Snigdha Kumar has worked in her birth country of India along with Myanmar and Indonesia. While the economies may not be as developed as those of the US, the countries’ openness to helping vulnerable populations secure credit was, in many ways, far ahead of the country where Kumar would pursue her graduate studies in public policy analysis at Harvard University.
“I knew upon moving here that I would need to build a credit score,” the executive remembers. “I needed a credit score to secure a credit line, but I was trying to get a credit line to build my credit score. I couldn’t get either. These are the building blocks of financial planning here, and I felt like I was in some awful ‘chicken or the egg’ hypothetical. It seemed so backwards.”
If it was this hard for a person who had the benefit of pursuing a distinguished education halfway across the world, how much harder was it for someone with more financial challenges in their lives?
That’s the problem Kumar has been seeking solutions for ever since. Oportun’s acquisition of Digit is poised to create the perfect synergy of financial products and advocacy to ensure that access to credit, financial security, and economic well-being are no longer a luxury—they’re a right.
And Kumar believes Digit’s acquisition couldn’t be more perfectly paired. While writing her graduate thesis on digital savings for the underserved, Kumar interviewed executives at both Digit and Oportun for her research. The continuity between the two was evident, especially in strong contrast to the upward of 300 percent APR payday lenders were charging those who felt they had no alternative but to pay.
“Both organizations are so mission-aligned,” Kumar explains. “They’re both so focused on doing right by their members, and the best part is that we offer complimentary products. We’re not stepping on each other’s toes; there’s a perfect marriage to make life for our members better.”
The goal isn’t simply to introduce new financial products—it’s to fundamentally change the way banking works in the United States. Kumar describes this as “building a self-driving car, but for money.”
The organizations’ mission is to bring lending, banking, savings, and investing into one cohesive experience for members that can be done without leaving home. The process should be automated, effortless, and, most importantly, take some of the stress out of the process for members who have experienced economic hardship.
Kumar is currently working on the instant disbursement of their loan amounts. For members who may not have a bank account, they may be hit with paycheck-cashing or other predatory fees to access their loan amount and it may even take up to two to three days to access their funds. The instant disbursement project would allow members to open a bank account instantly, receive their loan amounts instantly and spend the funds via a debit card.

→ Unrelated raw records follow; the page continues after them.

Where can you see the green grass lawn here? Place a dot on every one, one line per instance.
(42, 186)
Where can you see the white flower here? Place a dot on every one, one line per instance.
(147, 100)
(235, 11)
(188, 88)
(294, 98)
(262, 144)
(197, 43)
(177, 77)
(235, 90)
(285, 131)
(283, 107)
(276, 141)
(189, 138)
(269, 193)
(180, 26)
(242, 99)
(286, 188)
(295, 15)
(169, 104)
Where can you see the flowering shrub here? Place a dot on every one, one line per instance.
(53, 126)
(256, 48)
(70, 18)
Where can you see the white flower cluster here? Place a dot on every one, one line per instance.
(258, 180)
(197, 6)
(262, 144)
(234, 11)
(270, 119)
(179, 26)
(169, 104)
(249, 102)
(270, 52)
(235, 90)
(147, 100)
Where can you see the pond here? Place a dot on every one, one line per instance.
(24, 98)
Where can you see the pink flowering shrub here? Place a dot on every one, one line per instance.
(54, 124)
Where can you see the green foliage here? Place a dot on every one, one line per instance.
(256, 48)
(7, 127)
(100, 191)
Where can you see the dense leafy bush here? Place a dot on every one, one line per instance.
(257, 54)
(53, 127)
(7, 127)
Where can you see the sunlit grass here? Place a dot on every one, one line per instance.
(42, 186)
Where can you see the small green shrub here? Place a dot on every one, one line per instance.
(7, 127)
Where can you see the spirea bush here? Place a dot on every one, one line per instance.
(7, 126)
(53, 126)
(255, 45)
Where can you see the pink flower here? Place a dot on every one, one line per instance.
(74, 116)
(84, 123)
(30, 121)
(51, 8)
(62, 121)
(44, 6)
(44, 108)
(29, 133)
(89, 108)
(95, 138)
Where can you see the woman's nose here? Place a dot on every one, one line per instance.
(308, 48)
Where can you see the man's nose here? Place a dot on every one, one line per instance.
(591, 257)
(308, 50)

Kumar’s team is also thinking much more long-term about savings. The vision on the Digit side of the business is to leverage artificial intelligence and account information to understand financial goals for members and help plan accordingly. For example, if members are saving up for a wedding, they could be instantly approved for low-interest credit lines that may help account for unforeseen expenses.
When loans have been paid off, Digit can suggest intelligent savings goals or retirement planning. “The whole idea is to find ways to serve members with a 360-degree perspective,” Kumar explains. “It’s not just about lending. It’s about helping people to create long-term financial success in their lives effortlessly.”
Kumar has always been drawn to the ways in which financial systems can make the world a better, not poorer, place. The daughter of two parents who worked in government-backed financial institutions, Kumar was well-accustomed to high-level dinner table discussions of using finance for good from a very young age. The small child heard stories of people saved from poverty who went on to successful and prosperous lives. She’s continued her parents’ mission to a T.
“I feel like my job has made me even closer to my family,” Kumar explains. “We can all have these conversations now from different perspectives, but we’re all working toward the same goal.”
Inside the company, Kumar has been a valuable resource for easing fears that can accompany business acquisitions. Employees who may have had reservations about losing a brand identity or somehow having their mission-driven work altered were able to talk to Kumar, someone who had a significant working understanding of Oportun and how well the two companies would complement each other.
“I was happy to tell people that I had strongly considered working at Oportun,” Kumar remembers. “The two of us together creates so much more value than some of our competitors.”
Oportun’s strength and reputation in the lending space, Kumar says, pairs well with Digit’s focus on financial savings and well-being. And both organizations are dedicated to helping their members do more than make it past a hard moment. They want to ensure prosperity in the long term.